The long-running Harvey Weinstein saga seems to be reaching its inevitable conclusion. The disgraced producer has turned himself into the New York police on Friday morning on charges that he raped one woman and forced another to perform oral sex on him, reports CNN.
As Weinstein made his way to the police station, he was surrounded by a throng of reporters and photographers who tried to capture what will undoubtedly be a cathartic moment for the 80-odd women who have come out to make allegations against him since October. This will be the first criminal case to be brought against Weinstein.
Manhattan prosecutors will most likely charge Weinstein with first and third-degree rape in one case and a first-degree sex act in the second case. He is most likely to appear in Manhattan Criminal Court to be arraigned later today. His bond is expected to be set at $2 million.
According to the Guardian, the 66-year-old has already negotiated the bail package and will put up $1 million in cash and agree to wear a monitoring device in exchange for freedom. Another condition will require him to surrender his passport.

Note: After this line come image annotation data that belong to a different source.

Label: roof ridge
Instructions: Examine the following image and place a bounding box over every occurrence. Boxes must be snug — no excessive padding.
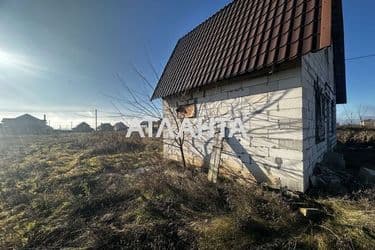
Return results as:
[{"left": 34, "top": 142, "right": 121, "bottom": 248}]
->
[{"left": 178, "top": 0, "right": 238, "bottom": 40}]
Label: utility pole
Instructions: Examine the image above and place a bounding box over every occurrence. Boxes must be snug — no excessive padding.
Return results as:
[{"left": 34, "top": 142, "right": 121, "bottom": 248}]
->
[{"left": 95, "top": 109, "right": 98, "bottom": 131}]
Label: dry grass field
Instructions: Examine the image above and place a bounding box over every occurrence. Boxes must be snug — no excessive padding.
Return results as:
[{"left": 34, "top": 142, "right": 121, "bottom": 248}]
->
[{"left": 0, "top": 133, "right": 375, "bottom": 249}]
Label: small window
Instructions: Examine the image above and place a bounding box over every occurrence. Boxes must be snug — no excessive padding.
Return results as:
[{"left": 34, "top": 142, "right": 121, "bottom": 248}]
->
[
  {"left": 315, "top": 81, "right": 326, "bottom": 143},
  {"left": 176, "top": 104, "right": 196, "bottom": 119},
  {"left": 331, "top": 101, "right": 336, "bottom": 135}
]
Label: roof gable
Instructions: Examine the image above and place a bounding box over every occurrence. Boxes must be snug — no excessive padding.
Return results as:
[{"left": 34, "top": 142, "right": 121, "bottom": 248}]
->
[{"left": 152, "top": 0, "right": 346, "bottom": 102}]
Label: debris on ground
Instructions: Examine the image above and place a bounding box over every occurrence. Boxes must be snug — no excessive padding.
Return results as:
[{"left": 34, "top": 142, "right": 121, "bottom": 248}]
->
[{"left": 359, "top": 168, "right": 375, "bottom": 185}]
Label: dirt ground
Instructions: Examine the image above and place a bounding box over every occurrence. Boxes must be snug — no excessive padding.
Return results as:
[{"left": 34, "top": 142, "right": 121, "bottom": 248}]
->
[{"left": 0, "top": 131, "right": 375, "bottom": 249}]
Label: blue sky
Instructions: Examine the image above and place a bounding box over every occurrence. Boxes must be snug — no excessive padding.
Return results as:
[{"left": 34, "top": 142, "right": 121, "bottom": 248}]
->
[{"left": 0, "top": 0, "right": 375, "bottom": 127}]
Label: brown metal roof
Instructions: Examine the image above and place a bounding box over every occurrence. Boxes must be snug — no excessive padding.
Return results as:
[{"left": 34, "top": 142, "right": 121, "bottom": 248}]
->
[{"left": 152, "top": 0, "right": 341, "bottom": 103}]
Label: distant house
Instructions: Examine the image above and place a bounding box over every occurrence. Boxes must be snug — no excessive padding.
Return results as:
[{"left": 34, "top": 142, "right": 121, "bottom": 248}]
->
[
  {"left": 361, "top": 119, "right": 375, "bottom": 128},
  {"left": 2, "top": 114, "right": 53, "bottom": 134},
  {"left": 141, "top": 120, "right": 161, "bottom": 135},
  {"left": 152, "top": 0, "right": 346, "bottom": 191},
  {"left": 72, "top": 122, "right": 94, "bottom": 133},
  {"left": 98, "top": 123, "right": 113, "bottom": 132},
  {"left": 113, "top": 122, "right": 128, "bottom": 132}
]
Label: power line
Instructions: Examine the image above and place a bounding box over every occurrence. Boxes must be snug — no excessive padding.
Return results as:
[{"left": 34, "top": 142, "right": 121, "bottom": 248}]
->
[{"left": 345, "top": 54, "right": 375, "bottom": 61}]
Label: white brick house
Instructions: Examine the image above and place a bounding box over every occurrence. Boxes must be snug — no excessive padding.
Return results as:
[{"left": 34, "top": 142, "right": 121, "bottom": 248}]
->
[{"left": 153, "top": 0, "right": 346, "bottom": 192}]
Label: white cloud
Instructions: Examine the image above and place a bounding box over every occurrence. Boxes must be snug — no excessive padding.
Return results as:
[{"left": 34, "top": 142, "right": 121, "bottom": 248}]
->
[{"left": 0, "top": 48, "right": 47, "bottom": 75}]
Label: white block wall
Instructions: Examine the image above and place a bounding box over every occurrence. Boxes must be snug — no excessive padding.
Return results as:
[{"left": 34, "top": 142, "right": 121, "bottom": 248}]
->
[
  {"left": 302, "top": 48, "right": 336, "bottom": 188},
  {"left": 163, "top": 47, "right": 335, "bottom": 191}
]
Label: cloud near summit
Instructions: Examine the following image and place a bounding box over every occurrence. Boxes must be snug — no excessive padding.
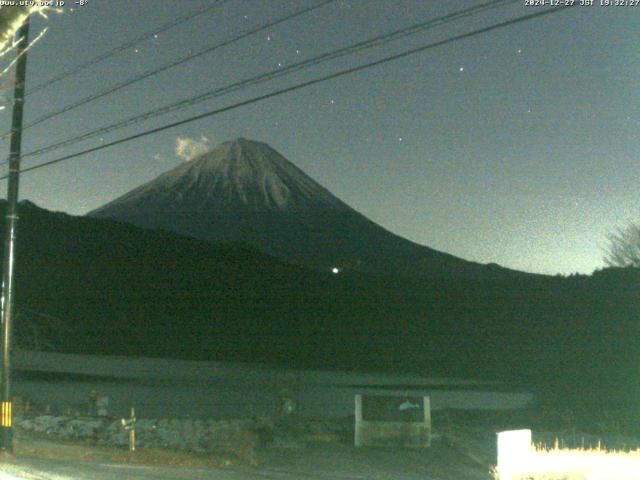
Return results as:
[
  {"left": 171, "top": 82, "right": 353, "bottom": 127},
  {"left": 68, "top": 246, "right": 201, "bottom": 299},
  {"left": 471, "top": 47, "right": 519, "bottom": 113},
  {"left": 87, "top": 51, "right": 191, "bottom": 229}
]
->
[{"left": 176, "top": 135, "right": 211, "bottom": 162}]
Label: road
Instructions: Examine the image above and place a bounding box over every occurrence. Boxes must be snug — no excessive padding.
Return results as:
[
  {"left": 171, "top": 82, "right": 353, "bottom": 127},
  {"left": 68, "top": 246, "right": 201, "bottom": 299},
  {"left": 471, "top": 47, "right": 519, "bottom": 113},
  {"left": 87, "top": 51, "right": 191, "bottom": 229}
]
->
[{"left": 0, "top": 445, "right": 491, "bottom": 480}]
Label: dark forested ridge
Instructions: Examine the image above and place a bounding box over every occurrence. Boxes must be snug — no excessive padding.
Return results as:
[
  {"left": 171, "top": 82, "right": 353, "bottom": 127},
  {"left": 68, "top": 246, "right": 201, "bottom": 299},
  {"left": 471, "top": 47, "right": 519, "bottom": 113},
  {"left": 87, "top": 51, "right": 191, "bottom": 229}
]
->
[{"left": 0, "top": 202, "right": 640, "bottom": 410}]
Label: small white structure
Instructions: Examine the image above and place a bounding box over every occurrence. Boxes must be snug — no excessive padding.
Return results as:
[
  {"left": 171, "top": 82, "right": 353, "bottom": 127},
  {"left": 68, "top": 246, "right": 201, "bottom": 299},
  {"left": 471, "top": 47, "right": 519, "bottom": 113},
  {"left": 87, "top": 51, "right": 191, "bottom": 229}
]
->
[{"left": 355, "top": 394, "right": 431, "bottom": 448}]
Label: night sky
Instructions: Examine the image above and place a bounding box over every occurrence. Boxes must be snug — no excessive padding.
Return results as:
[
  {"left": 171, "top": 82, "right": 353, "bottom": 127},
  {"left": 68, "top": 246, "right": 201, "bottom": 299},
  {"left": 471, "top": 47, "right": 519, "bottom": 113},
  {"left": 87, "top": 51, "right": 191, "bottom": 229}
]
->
[{"left": 0, "top": 0, "right": 640, "bottom": 274}]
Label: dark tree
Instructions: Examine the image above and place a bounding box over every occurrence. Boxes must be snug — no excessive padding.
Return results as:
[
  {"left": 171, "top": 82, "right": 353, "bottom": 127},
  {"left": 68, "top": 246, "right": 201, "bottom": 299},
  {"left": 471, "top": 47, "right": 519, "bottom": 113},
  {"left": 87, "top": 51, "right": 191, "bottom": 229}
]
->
[{"left": 604, "top": 223, "right": 640, "bottom": 267}]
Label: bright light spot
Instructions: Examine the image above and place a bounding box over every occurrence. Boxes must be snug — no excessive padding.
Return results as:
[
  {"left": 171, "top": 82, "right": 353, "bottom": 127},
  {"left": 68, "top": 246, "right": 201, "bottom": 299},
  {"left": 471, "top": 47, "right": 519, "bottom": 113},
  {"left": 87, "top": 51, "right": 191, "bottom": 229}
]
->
[{"left": 494, "top": 430, "right": 640, "bottom": 480}]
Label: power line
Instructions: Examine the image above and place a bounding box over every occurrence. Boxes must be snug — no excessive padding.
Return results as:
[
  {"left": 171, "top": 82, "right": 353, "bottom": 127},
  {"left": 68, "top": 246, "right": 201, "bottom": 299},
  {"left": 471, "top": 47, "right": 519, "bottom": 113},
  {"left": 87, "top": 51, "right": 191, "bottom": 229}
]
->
[
  {"left": 0, "top": 5, "right": 571, "bottom": 180},
  {"left": 23, "top": 0, "right": 518, "bottom": 158},
  {"left": 12, "top": 0, "right": 336, "bottom": 138},
  {"left": 29, "top": 0, "right": 230, "bottom": 95}
]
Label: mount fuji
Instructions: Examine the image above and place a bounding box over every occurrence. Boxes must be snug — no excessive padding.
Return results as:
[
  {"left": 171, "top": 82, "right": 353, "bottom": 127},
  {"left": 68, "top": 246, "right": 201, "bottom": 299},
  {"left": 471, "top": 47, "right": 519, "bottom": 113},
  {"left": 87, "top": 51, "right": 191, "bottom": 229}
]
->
[{"left": 88, "top": 138, "right": 515, "bottom": 278}]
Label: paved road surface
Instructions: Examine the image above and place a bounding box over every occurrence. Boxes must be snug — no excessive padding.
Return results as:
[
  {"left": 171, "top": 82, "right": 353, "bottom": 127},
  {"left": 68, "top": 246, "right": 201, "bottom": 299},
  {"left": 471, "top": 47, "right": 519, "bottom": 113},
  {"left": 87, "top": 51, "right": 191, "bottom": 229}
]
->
[{"left": 0, "top": 445, "right": 491, "bottom": 480}]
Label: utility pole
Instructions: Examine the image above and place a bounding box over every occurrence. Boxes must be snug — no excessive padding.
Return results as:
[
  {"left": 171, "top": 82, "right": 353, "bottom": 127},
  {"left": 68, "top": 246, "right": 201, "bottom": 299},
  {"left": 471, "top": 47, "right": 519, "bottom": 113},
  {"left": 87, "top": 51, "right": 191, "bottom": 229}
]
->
[{"left": 0, "top": 18, "right": 29, "bottom": 453}]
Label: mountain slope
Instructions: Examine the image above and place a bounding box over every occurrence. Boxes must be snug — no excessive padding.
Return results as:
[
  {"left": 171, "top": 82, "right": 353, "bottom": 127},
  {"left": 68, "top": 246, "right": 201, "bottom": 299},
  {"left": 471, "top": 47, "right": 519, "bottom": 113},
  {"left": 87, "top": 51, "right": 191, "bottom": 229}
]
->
[
  {"left": 88, "top": 138, "right": 520, "bottom": 276},
  {"left": 0, "top": 202, "right": 640, "bottom": 410}
]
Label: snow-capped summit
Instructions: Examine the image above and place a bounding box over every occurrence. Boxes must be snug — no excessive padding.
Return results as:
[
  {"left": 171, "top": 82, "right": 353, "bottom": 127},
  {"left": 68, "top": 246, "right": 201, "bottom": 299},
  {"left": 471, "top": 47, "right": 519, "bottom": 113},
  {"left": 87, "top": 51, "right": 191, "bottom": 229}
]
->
[{"left": 89, "top": 138, "right": 510, "bottom": 275}]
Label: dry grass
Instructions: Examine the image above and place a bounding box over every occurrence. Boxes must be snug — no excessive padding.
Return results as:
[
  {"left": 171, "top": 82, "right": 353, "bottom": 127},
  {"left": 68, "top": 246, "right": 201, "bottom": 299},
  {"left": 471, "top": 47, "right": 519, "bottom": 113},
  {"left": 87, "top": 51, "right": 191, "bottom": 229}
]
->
[{"left": 493, "top": 447, "right": 640, "bottom": 480}]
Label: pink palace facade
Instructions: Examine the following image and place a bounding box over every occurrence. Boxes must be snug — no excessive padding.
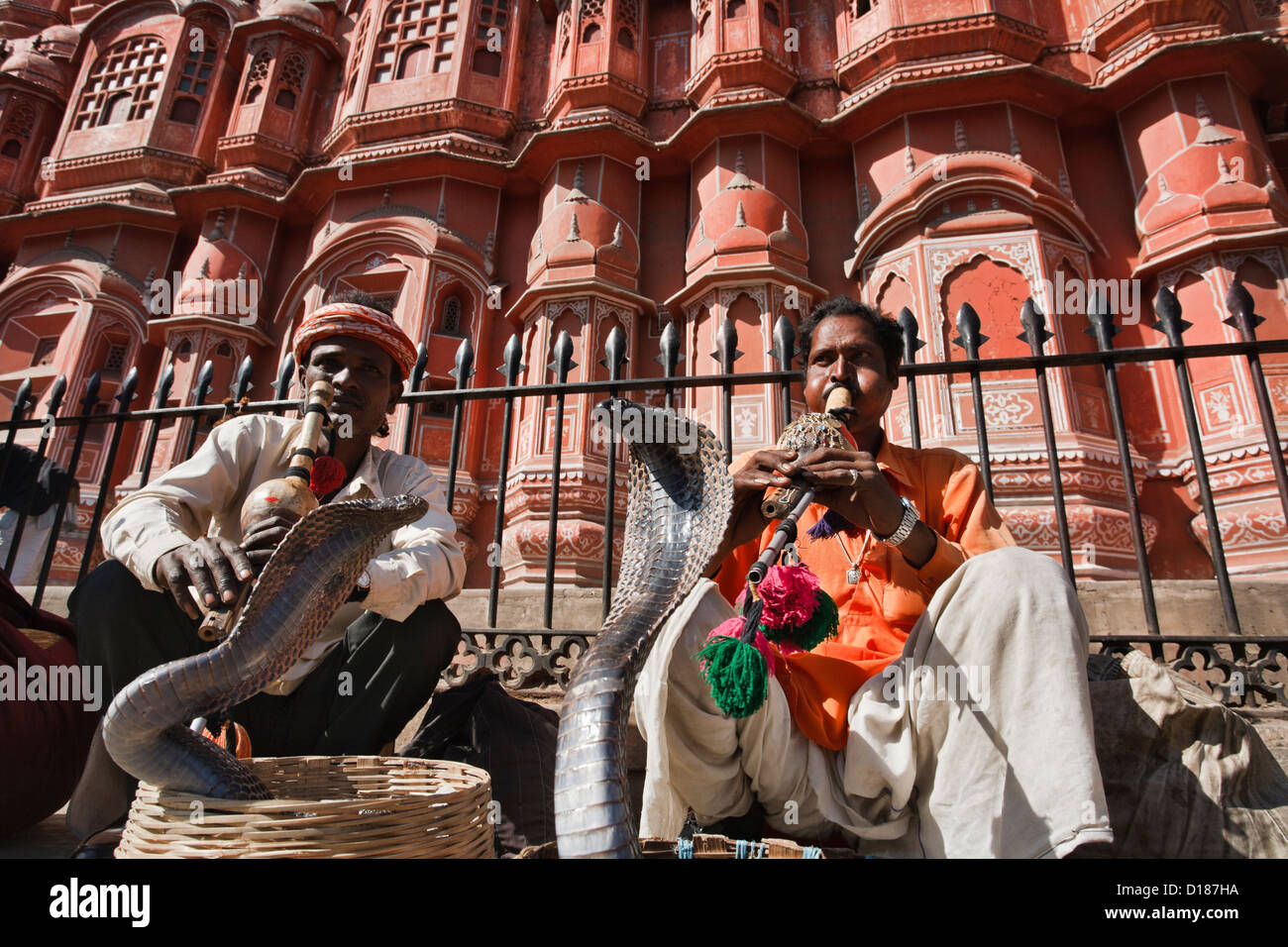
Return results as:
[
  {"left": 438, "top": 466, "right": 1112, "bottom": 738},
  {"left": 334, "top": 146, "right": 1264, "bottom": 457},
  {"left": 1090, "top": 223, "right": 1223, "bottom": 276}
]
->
[{"left": 0, "top": 0, "right": 1288, "bottom": 585}]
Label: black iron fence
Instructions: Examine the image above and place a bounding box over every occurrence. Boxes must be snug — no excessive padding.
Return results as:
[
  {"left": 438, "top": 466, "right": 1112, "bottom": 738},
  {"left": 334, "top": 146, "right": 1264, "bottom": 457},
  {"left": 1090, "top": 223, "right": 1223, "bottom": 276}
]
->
[{"left": 0, "top": 283, "right": 1288, "bottom": 706}]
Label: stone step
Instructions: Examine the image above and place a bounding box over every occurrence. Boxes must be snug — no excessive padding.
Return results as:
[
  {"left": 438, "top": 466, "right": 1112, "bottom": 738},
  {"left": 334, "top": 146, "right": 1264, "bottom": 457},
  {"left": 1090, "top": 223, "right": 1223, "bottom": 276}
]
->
[{"left": 27, "top": 579, "right": 1288, "bottom": 638}]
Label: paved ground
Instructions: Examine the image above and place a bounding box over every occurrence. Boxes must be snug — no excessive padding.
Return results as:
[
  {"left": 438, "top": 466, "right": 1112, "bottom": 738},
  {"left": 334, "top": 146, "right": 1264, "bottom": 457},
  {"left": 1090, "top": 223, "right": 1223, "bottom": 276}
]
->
[{"left": 10, "top": 711, "right": 1288, "bottom": 858}]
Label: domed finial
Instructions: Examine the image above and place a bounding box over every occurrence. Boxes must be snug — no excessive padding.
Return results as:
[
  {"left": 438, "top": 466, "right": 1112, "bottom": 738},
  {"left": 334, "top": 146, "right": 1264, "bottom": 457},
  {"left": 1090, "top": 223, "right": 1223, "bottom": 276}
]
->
[
  {"left": 1194, "top": 95, "right": 1234, "bottom": 145},
  {"left": 725, "top": 149, "right": 752, "bottom": 189},
  {"left": 1262, "top": 163, "right": 1279, "bottom": 200},
  {"left": 564, "top": 161, "right": 590, "bottom": 204},
  {"left": 1216, "top": 152, "right": 1239, "bottom": 184}
]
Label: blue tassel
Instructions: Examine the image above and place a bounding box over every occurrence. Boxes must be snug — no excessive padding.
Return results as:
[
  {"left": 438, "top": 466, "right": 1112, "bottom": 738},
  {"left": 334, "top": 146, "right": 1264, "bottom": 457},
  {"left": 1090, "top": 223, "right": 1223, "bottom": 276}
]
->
[{"left": 805, "top": 510, "right": 854, "bottom": 540}]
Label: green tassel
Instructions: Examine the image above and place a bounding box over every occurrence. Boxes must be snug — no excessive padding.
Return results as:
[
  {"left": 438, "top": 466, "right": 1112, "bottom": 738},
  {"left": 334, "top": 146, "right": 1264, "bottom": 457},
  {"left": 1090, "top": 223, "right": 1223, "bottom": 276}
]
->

The BBC speculates that the charges relate to accusations made by 36-year-old former actress Lucia Evans, who had recently talked to the New Yorker about how she had struggled with the decision to make a formal complaint against Weinstein and defiantly said: "At a certain point, you have to think about the greater good of humanity, of womankind."
Weinstein's headache does not end here, however. The Hollywood mogul also is also under investigation for sex crimes he committed in Los Angeles, as well as in London. The Wall Street Journal reports that Federal prosecutors in New York have already started a sex crime investigation involving him.
While the statute of limitations will apply in certain cases, Evans' accusations are thought to fall well within the limit. And, even if they did, the precedent set in the recently-concluded Bill Cosby trial — the 80-year-old comedian was found guilty of three counts of aggravated indecent assault — where the judge having called up witnesses to testify to establish a pattern of sexually predatory behavior, might come into play in Weinstein's case as well.
The New York Times exposé in October 2017 had revealed the extent of Weinstein's inappropriate behavior with a large number of women he had previously worked with and led to the birth of the #MeToo movement. Since then, several prominent personalities have been called out for their deviant behavior by their victims and fostered a sort of new-age revolution.
Weinstein's arrest on Friday marks a watershed moment in the fight for women's rights and will quite possibly set the tone for things to come.